Blog de Manolo de la Torre


Entrenador de fútbol, ha ejercido la profesión 19 temporadas. Escritor en periódicos,
ha publicado una columna diaria, durante dos décadas, en tres periódicos ceutíes.

sábado, 29 de agosto de 2020

El diván de las mentiras

Mi amiga Beatriz, de la que no sabía nada desde hace un año, me ha enviado siete folios escritos por ella, según dice, durante el tiempo que duró el confinamiento. Con el propósito de que los lea, si a bien lo tengo; y, si acaso me gusta lo que relata, me asegura no tener el menor inconveniente en que lo vaya contando si lo creo oportuno. Así que he decidido publicar El diván de las mentiras. Aunque lo iré haciendo sin orden de fechas.

-Si hay algo de cierto entre nosotros es que así no podemos continuar -las palabras de Verónica sonaron firmes y rotundas.

-No sé... creo que... Bueno, ¿acaso no quedamos en que nos pondríamos bajo tratamiento sicológico? -respondió Armando.

-¡Bah!, ayer te dije eso; pero hoy estoy convencida de que a nuestro matrimonio no hay sicólogo que lo salve. ¿Por qué te empeñas en engañarte?

-Vamos a intentarlo, ¿no?

-De acuerdo... Aunque bajo condiciones: primero, me niego a que el sicólogo sea nuestro conocido Anselmo; segundo, iremos por separado... Tú, en primer lugar; luego, cuando me toque a mí, ya decidiré si lo hacemos juntos.

Armando aceptó y acudió presuroso a la consulta.

-Cuatro años casados... Sí, cuatro años penando un error.
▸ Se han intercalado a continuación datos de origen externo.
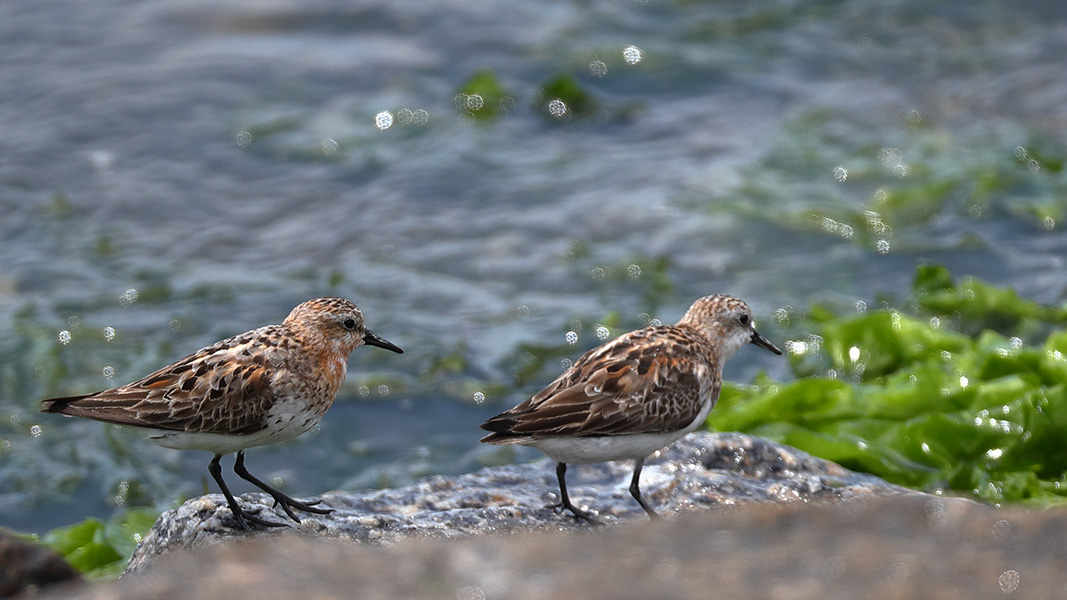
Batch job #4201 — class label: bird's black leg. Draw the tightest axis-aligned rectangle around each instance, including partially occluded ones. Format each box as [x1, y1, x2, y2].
[551, 462, 600, 525]
[207, 454, 285, 532]
[630, 458, 659, 519]
[234, 451, 333, 523]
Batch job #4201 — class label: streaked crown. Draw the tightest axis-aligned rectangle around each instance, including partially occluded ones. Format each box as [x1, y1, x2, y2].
[678, 294, 755, 360]
[283, 298, 366, 357]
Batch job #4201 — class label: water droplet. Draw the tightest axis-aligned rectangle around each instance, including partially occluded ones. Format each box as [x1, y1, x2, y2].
[456, 585, 485, 600]
[878, 147, 904, 164]
[467, 94, 485, 110]
[118, 287, 138, 309]
[993, 519, 1012, 541]
[375, 110, 393, 131]
[775, 309, 790, 326]
[997, 569, 1019, 594]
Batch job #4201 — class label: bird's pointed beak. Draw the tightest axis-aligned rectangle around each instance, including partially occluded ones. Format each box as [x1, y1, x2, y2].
[363, 329, 403, 354]
[750, 329, 782, 354]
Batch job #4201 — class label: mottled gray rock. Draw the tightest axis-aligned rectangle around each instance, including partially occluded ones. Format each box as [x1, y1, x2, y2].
[50, 494, 1067, 600]
[127, 433, 918, 573]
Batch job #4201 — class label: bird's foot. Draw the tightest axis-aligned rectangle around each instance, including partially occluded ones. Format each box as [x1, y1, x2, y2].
[229, 506, 286, 532]
[548, 502, 604, 526]
[268, 490, 334, 523]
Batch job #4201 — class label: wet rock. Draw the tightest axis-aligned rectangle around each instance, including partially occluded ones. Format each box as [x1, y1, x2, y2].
[45, 494, 1067, 600]
[0, 528, 81, 598]
[127, 433, 918, 573]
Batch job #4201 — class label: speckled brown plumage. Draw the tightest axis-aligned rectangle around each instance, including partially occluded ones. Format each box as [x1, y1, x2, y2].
[481, 295, 781, 520]
[44, 298, 402, 528]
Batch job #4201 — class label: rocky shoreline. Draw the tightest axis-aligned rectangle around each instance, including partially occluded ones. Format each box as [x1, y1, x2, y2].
[20, 433, 1067, 600]
[22, 433, 1067, 600]
[127, 432, 921, 573]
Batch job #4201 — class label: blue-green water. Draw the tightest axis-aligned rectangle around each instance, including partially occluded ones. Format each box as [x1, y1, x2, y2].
[0, 0, 1067, 531]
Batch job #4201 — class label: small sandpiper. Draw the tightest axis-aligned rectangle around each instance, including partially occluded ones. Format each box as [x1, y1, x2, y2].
[481, 296, 782, 522]
[43, 298, 403, 530]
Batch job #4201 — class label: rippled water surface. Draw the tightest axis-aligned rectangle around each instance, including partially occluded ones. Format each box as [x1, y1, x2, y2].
[0, 0, 1067, 531]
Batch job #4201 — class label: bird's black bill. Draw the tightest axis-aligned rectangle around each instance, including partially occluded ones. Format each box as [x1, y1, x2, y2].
[751, 329, 782, 354]
[363, 329, 401, 354]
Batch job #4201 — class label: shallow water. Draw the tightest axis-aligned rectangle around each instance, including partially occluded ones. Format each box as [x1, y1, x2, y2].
[0, 0, 1067, 531]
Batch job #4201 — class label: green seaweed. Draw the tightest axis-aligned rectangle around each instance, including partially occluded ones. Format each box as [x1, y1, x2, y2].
[708, 266, 1067, 503]
[42, 509, 159, 578]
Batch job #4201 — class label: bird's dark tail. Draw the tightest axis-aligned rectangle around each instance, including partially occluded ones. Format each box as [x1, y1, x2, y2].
[41, 394, 93, 414]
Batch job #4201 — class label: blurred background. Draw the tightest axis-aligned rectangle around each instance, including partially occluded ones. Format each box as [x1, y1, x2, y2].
[0, 0, 1067, 532]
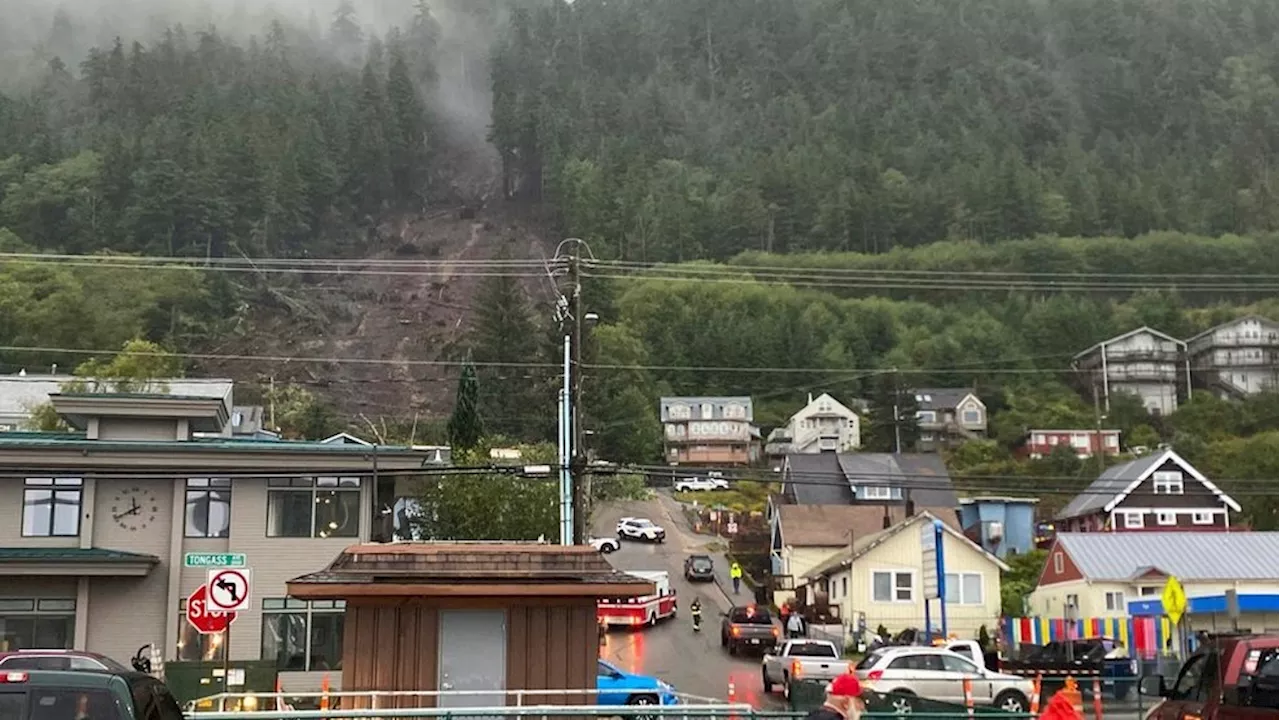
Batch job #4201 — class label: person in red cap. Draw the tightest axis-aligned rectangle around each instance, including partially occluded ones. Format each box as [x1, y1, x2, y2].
[805, 673, 867, 720]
La verdad es que fuimos al matrimonio forzados por las circunstancias. Lo que se dice realmente llevados en volandas por nuestras familias. Y todo porque Verónica pasaba más tiempo en mi casa que en la suya. Creció junto a mi hermana. Así que desde niños nos etiquetaron como novios. 

El sicólogo pregunta y Armando contesta: ¡Y tan largo que fue nuestro noviazgo! La verdad es que acudimos ya talluditos al altar: 35, yo; 32, ella. De poco nos ha valido, sin embargo, los muchos años de relaciones. ¿Por qué? Pues por lo lejos que andaba yo de saber con la mujer que me casaba. Sí, mire usted, porque jamás imaginé que ella estuviera siempre tan famélica de sexo. ¡Qué horror!...

A cada paso, mire usted, a cada paso preguntando "¿qué, lo hacemos o no lo hacemos?" En ese momento empecé a sentirme mal. Y lo más curioso es que habíamos llegado inmaculados a la iglesia. A causa de una promesa de castidad que hicimos un buen día y que a mí, la verdad sea dicha, no me supuso esfuerzo alguno. Eso sí, entonces se lo achacaba a mi fondo religioso y a la virtuosidad de ella. 

¡Huyyyy...! Ya lo creo que dialogué. Pero que si quieres arroz, Catalina. Es más, de nada me ha servido fingir cansancios laborales ni jaquecas inoportunas. Ella insistía en que donde mejor estábamos era en la cama. ¡Qué fiera!... Mire usted, de verdad, soy esclavo de una  mujer que no tiene hartura.

¿Feliz?... ¿Feliz, dice usted? Posiblemente, cuando lo del embarazo. Un embarazo tenido por difícil y que aconsejaba prudencia, según diagnóstico del ginecólogo, me salvó de sus garras durante meses. E incluso, fíjese, llegué a pensar que la llegada del niño mitigaría en gran medida el desenfreno de ella. Qué va, al revés. Pues en cuanto pudo, es decir, antes que después, volvió a la carga con mayor desatino. Así que me eché a tamblar ante tamaño vendaval lujurioso. 

Continuará...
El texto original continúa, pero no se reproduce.